[SVC35-P04] Research on observation method of volcanic ash-fall accumulation using spaceborne SAR
Keywords:ash-fall distribution, SAR, coherence
In this development, we use InSAR coherence analysis. In InSAR results, clear fringes are seen if the coherence is high. On the other hand, noise is dominant if the coherence is low, and fringe becomes unclear. Generally, loss of coherence (decorrelation) is caused by difference of radar scatter at the pixel for InSAR pair. In a result from an interferometric pair including the eruption occurrence, decorrelation due to radar scatter change caused by volcanic ash accumulation is generally seen around the crater.
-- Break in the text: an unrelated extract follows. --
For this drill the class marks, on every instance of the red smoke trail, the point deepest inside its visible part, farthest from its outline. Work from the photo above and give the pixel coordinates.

For example, we analyzed PALSAR-2 InSAR pairs acquired before and after the Kuchinoerabujima eruption on January 17, 2019 and revealed that decorrelation area due to volcanic ash accumulation was seen within the range of about 1 km from the Shin-dake crater. Furthermore, decorrelation area extended to a range of about 1.5 km along the southwest and northwest valleys, which is consistent with the direction of pyroclastic flow.
Additionally, we analyzed InSAR pairs for December 18, 2018 and January 29, 2019 eruptions, and revealed the similar decorrelation around the crater. However, they were obviously small relative to that for January 17, 2019 eruption. Especially, that for January 17, 2019 eruption was limited to the vicinity of the crater. Thus, we could clearly see the difference in the volcanic ash accumulation area from InSAR coherence analysis.
If the relation between decorrelation and the amount of volcanic ash accumulation becomes clear quantitatively, the amount of volcanic ash accumulation will be obtained from InSAR coherence analysis. Then, in this development, we estimate decorrelation only due to volcanic ash accumulation, using a temporal coherence change model without volcanic ash effect constructed from InSAR coherence time-series analysis. Furthermore, we estimate coefficient converting coherence to the amount of volcanic ash accumulation from case studies. However, coherence basically saturates easily and thin accumulation of volcanic ash is difficult to detect, and therefore, it is difficult to detect the spatial distribution of volcanic ash accumulation. So, we attempt to estimate spatial distribution of volcanic ash accumulation by combining InSAR coherence analysis and ash-fall simulation in this development.